Diz o brocardo que não adianta chorar pelo leite derramado. O que está feito está feito. E nada vai desfazer.
No caso brasileiro, significa que não se deve ficar lamentando as transgressões cometidas na cozinha do poder.
Veja-se o episódio dos superpassaportes. Cinco filhos e três netos de Lula receberam o livrinho do Itamaraty.
O noticiário mostrou o leite no assoalho. Celso Amorim sumiu. A OAB gritou. A Procuradoria ameaçou. Lula se esquivou.
Premida pelo alarido, Dilma concluiu que precisava reagir. Entre fazer boca de nojo e encenar uma pantomima, optou pela segunda alternativa.

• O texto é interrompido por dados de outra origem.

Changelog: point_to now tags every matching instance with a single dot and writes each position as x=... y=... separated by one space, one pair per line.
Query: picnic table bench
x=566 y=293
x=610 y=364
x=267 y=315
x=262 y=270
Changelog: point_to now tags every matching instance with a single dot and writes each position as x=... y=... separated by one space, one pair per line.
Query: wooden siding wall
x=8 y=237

Baixou um decreto alterando as regras para a emissão de passaportes. As excepcionalidades continuam permitidas. Porém...
Porém, agora o copo de leite tem de ser justificado e só pode ser derramado no ‘Diário Oficial da União’.
Provocado no twitter, Marcos Cláudio Lula da Silva, um dos filhos do ex-soberano, prometera devolver o passaporte especial.

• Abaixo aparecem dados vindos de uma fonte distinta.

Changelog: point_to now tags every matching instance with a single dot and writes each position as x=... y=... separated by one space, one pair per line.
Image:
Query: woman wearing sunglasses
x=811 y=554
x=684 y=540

Já lá se vão mais de trinca dias. E nada. Nem Marcos nem os irmãos dele. Muito menos os netos de Lula. Ninguém devolveu coisa nenhuma.
Celso Amorim continua sumido. A OAB silenciou. A Procuradoria demora a procurar. Lula ainda não disse palavra.
Fica entendido, uma vez mais: acima de um determinado nível hierárquico, nenhum leite derramado deve ser castigado.
Os mais cínicos afirmam que, no grande boteco em que se converteu o Brasil, líquidos bem mais graves do que o leite já foram derramados.
Um desavisado poderia perguntar: você confiaria uma bandeja com um copo de leite a um barman capaz de se lambuzar por um privilégio reles?
Ninguém se anima a perguntar nada porque já não há desavisados no país. Todo mundo sabe quem derrama o leite.
Não se constrói uma cleptocracia como a brasileira chorando pelo leite derramado. Um empreendimento assim exige o cultivo do hábito de deixar tudo eternamente pra lá.